Run downside scenarios and covenant stress tests.
Contracts & Compliance
Clean customer contracts are vital for SaaS recurring revenue facilities.
Companies with existing credit should also evaluate refinance costs before pursuing new debt.
Investor Alignment
Secure VC consent letters or explicit board approvals early.
VC Lens: Alignment between management and the board is critical; lenders often ask for evidence of investor support.
Market Narrative & Financing Story
Lenders want to understand the durability of demand (critical for warehouse facilities).
Position the growth story and explain why debt complements equity.
Capital Objectives
Tie proceeds directly to strategy (runway extension, M&A, equipment expansion).
VC Lens: VCs should test whether debt is being used as true growth capital versus just plugging burn.
Type-Specific Diligence Lenses
Venture Debt (early & late stage): VC support letters, runway analysis, board approvals.
Recurring Revenue Credit Lines: SaaS retention data, churn cohorts, ARR bridges.
A/R Working Capital Lines: AR/AP agings, concentration analysis, lien releases.
Warehouse Lines (Fintech): Loan tape detail, portfolio performance, capital stack waterfalls.
Equipment Financing: Fixed asset registers, purchase contracts, depreciation schedules.
Mezzanine Debt: Covenant modeling, subordinated intercreditor agreements, cash flow bridges.

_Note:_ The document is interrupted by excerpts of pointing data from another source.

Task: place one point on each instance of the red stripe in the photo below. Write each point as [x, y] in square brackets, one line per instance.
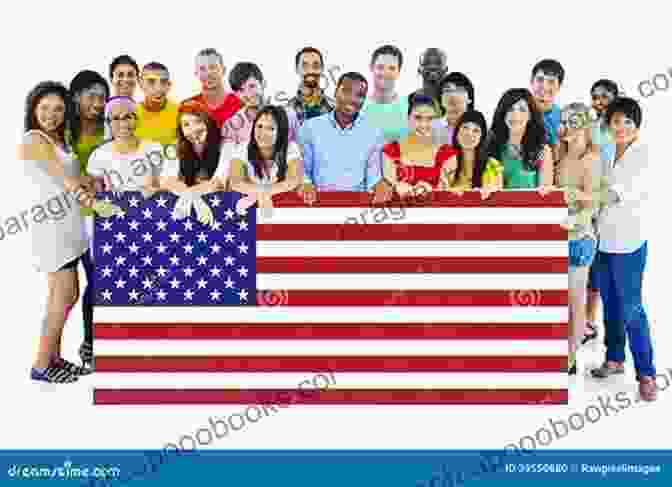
[331, 364]
[448, 265]
[329, 331]
[405, 231]
[456, 297]
[286, 397]
[470, 199]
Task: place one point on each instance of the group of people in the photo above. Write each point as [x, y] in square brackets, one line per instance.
[367, 138]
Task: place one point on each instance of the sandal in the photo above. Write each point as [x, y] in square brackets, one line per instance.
[647, 389]
[86, 356]
[605, 371]
[592, 335]
[53, 375]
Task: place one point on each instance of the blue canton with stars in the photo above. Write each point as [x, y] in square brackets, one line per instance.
[148, 257]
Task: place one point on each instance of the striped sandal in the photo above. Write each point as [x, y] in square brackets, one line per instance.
[53, 375]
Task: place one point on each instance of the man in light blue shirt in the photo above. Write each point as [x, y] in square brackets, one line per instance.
[342, 150]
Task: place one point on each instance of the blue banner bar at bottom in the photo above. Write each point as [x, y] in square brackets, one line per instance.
[342, 468]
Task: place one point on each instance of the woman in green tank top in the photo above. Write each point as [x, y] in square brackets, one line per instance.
[90, 91]
[518, 140]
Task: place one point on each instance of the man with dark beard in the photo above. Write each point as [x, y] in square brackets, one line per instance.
[310, 100]
[432, 69]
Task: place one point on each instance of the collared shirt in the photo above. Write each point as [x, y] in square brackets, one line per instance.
[338, 159]
[159, 126]
[442, 133]
[298, 112]
[220, 113]
[622, 226]
[238, 129]
[392, 118]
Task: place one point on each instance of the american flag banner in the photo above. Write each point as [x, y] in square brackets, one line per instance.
[448, 300]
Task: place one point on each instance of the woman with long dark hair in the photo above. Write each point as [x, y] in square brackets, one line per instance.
[518, 139]
[417, 164]
[269, 164]
[58, 243]
[90, 92]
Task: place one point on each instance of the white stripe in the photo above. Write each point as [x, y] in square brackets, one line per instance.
[417, 280]
[344, 380]
[224, 347]
[331, 314]
[364, 216]
[463, 248]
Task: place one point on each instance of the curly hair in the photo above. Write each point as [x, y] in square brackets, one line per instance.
[190, 162]
[41, 90]
[535, 133]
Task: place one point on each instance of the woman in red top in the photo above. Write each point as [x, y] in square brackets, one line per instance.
[417, 164]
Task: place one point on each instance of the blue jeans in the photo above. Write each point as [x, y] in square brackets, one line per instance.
[87, 299]
[620, 284]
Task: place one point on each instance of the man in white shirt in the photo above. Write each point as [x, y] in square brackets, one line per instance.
[622, 251]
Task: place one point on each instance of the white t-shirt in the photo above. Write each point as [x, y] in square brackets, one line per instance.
[127, 171]
[232, 151]
[56, 224]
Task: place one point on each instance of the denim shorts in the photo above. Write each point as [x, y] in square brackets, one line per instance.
[581, 252]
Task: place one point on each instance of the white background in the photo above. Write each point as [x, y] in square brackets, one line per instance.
[496, 44]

Acquisition Financing: Target diligence (financials, contracts, liabilities, IP).
Top Pitfalls (Now Tied to Facility Types)
Messy SaaS Metrics (ARR, churn, gross margin) → Risk for recurring revenue lines.
AR Quality Issues (aged receivables, consignment) → Risk for working capital lines.
Weak Loan Tape Analytics → Risk for fintech warehouse lines.
Unapproved Equipment Leases → Risk for equipment financings.
Unmodeled Covenants → Risk for mezzanine facilities.
…plus universal pitfalls like sloppy financials, disorganized data rooms, or governance gaps.
Key Takeaways
Debt for VC-backed companies isn’t one-size-fits-all—facility type depends on the business model.
Preparation across financial, operational, market, and legal dimensions gives you leverage.
Investor and board alignment is just as important as financial readiness.
The right facility, structured well, can extend runway, fund acquisitions, or scale operations—without unnecessary dilution.